Camera work is used all the time as a storytelling device in film — the zooming contracting shot of a terrified or shocked character, focus centering on an object we are meant to notice, even lens flare is used to tell us things. After a century of filmmaking there are all sorts of devices cinematographer have to actively push a story along. The least interesting imaginable film would be one that just "objectively" records the action. In Chronicle the film work begins to shift after Andrew gets his super powers and begins using them to move the camera. There are long shots of him quietly staring into the camera, moving it smoothly with his mind. He is clearly taking pleasure from mastering this new skill, but he also seems to be enjoying its attention.

Andrews God-like control of the cameras' movement, and our, equally God-like, ability to follow the action through any and all cameras surrounding the action.  

When I saw Chronicle in the theater I was surrounded by an audience of teens and twentysomethings, who like the characters Matt and Steve, were all looking at, texting with, and talking on their phones throughout the screening. But no one around me was being obnoxious or rude. These kids seemed to have an etiquette for how to use them in settings where they knew they should not be. A lot has been made of this generation's obsession with self-chronicling. The logorrhea of Youtube, Facebook, and Twitter - but that entirely misses the film’s center. Just as this is a generation who grew up using cell phones, it is a generation that came of age at the birth of the roving POV.

Chronicle was written by Max Landis and directed by Josh Trank, both of whom are 26. In 2001 they —and the actors— were all teenagers. That made them just old enough to watch the endless loops of video shot on September 11th, and feel its full impact. But they were too young to know how unprecedented the media coverage of that event was. The attacks were the first time any of us witnessed an event on so enormous a scale and so profound a significance. It was also the first time many of us would have been aware that we were ling in a new era: an age of cheap and therefor ubiquitous cameras.

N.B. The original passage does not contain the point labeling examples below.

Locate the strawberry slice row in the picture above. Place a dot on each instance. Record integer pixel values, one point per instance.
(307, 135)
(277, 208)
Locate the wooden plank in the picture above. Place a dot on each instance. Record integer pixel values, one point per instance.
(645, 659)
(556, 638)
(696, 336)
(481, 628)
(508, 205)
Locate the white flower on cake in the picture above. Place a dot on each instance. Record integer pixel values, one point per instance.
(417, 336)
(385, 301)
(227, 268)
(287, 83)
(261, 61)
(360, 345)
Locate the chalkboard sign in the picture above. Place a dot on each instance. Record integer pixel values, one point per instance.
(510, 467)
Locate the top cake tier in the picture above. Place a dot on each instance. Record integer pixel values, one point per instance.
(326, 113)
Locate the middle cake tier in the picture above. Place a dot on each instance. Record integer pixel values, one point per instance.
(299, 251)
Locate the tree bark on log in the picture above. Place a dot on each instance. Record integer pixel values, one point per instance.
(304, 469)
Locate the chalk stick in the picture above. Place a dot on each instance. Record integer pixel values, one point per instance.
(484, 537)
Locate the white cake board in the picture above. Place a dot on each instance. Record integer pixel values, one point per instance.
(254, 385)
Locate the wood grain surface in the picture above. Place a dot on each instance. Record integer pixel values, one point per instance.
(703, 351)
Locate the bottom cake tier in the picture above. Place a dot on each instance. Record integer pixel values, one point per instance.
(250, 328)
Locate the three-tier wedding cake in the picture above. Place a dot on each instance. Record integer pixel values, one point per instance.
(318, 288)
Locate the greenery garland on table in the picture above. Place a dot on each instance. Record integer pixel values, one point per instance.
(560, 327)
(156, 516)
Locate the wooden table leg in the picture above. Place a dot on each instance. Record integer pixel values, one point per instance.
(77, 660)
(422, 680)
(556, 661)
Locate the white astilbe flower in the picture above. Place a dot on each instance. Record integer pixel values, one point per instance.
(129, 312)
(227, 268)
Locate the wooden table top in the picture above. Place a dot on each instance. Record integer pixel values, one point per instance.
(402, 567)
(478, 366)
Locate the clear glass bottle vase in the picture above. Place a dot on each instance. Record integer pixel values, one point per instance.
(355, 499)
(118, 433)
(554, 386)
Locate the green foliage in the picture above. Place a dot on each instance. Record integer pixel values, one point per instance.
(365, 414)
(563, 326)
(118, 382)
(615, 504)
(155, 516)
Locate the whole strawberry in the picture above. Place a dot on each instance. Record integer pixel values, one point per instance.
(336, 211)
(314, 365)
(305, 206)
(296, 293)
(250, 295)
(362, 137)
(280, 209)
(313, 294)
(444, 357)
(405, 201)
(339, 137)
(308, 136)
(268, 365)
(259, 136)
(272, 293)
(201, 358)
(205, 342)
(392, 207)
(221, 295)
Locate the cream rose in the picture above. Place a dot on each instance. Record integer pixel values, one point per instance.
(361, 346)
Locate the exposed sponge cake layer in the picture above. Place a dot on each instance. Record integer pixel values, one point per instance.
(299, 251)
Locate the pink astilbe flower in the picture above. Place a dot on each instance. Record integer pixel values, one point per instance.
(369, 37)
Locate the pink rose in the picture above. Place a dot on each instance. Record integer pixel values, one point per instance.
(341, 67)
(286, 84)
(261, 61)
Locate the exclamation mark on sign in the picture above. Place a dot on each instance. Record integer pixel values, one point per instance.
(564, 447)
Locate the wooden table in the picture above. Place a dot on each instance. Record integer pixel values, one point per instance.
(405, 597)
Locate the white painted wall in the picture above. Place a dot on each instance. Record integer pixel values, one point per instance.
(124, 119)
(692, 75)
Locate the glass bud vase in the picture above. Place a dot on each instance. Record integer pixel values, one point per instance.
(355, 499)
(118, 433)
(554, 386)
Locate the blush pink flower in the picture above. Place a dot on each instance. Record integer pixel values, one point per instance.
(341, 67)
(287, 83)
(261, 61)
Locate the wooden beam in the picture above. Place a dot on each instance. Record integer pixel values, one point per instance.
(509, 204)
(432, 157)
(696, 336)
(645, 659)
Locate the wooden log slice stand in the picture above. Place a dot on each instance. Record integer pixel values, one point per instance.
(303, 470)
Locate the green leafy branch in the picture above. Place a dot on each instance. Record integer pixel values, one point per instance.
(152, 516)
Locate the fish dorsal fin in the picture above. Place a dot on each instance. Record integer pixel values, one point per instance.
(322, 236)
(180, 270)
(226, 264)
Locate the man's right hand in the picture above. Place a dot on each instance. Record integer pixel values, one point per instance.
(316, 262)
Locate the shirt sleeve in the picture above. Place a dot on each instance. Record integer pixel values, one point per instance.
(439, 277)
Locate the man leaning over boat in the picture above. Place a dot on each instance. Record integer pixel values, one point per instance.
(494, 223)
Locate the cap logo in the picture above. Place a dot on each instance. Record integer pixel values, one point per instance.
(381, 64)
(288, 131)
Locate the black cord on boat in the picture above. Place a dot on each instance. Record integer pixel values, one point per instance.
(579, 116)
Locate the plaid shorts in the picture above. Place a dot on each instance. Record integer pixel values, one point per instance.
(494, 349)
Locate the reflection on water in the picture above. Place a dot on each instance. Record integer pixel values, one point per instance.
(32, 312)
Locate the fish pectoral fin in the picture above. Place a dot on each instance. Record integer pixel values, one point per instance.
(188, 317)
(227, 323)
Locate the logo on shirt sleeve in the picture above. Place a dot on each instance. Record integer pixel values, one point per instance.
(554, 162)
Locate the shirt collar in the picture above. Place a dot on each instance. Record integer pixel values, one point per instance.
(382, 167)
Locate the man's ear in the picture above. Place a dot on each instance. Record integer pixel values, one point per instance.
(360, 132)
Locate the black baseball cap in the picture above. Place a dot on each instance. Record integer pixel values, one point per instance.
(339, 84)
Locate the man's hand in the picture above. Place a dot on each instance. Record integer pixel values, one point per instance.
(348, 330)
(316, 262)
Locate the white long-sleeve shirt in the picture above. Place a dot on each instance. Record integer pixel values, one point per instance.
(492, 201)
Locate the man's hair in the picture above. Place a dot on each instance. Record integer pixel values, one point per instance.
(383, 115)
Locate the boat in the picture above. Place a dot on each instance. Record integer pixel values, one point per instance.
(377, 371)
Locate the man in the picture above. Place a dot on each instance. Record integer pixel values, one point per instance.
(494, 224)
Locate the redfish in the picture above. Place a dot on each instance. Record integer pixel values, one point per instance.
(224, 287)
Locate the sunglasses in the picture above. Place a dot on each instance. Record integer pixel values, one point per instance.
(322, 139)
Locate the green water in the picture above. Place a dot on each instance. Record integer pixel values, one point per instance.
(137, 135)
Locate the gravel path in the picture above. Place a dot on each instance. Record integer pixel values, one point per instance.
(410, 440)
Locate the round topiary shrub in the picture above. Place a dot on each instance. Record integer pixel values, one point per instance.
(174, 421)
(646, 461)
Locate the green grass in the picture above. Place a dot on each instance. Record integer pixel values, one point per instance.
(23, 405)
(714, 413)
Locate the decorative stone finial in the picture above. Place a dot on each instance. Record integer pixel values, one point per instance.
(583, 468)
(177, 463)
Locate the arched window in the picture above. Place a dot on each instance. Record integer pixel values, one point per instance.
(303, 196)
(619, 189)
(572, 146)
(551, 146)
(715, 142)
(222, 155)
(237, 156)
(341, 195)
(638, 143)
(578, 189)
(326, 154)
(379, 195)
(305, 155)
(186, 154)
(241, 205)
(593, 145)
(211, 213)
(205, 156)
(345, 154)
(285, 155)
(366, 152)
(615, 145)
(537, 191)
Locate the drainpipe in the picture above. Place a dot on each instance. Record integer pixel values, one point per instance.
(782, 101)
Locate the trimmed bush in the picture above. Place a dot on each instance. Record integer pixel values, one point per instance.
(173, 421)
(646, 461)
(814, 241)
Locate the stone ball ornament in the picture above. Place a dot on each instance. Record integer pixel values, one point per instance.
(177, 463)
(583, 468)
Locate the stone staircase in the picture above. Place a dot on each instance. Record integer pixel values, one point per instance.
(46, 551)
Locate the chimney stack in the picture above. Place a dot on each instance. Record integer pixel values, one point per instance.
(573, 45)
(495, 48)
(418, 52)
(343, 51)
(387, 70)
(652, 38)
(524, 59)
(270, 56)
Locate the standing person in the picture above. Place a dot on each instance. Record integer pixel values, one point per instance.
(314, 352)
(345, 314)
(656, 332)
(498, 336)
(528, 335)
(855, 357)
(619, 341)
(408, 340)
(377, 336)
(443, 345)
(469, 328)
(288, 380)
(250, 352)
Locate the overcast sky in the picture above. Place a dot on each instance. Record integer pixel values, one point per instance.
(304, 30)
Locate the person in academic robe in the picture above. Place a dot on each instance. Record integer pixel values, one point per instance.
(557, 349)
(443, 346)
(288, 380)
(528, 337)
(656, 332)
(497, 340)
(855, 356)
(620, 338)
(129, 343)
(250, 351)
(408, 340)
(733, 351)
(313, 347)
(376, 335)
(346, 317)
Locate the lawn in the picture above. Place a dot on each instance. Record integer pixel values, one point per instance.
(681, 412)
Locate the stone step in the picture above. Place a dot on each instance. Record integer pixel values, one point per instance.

It was the first time we, as a public, were confronted by how entirely our lives were being chronicled - as the days turned into weeks and more and more new footage of the event, no matter from what source, was found and combined with older more familiar shots. For those of us who grew up watching the news shot by professional camera men, this was our first introduction to the traveling POV that Chronicle hitches to the task of cinema. A POV where news, cell phones, closed-circuit security, and camcorders were all equivalent, where all that mattered was the focus of attention, not the quality of focus.

Andrew trying on the role of "apex predator"

 

The coverage that morning demanded that, for the first time, equal importance be given to the POV of most skilled journalist and the most amateur. We all watched as footage was pasted together into an increasingly dense and overwhelmingly complete image of huge explosions, tiny falling figures and finally, collapsing buildings. The first images we had were news cameras late on the scene, then there were a few random amateurs that happened to be pointing in the right direction, then the French documentary crew... As the days progressed the possible POV multiplied and became God-like in the ways they captured the event. On and on until any iconic image of the event was overwritten by a cloud of mismatched POVs (even for those of us who watched it from our roof tops).

For the twentysomething who made Chronicle, but also those who watched the film in the theater around me, there would have been nothing remarkable about the way that event accumulated its motley POVs, that was just the way the world looked.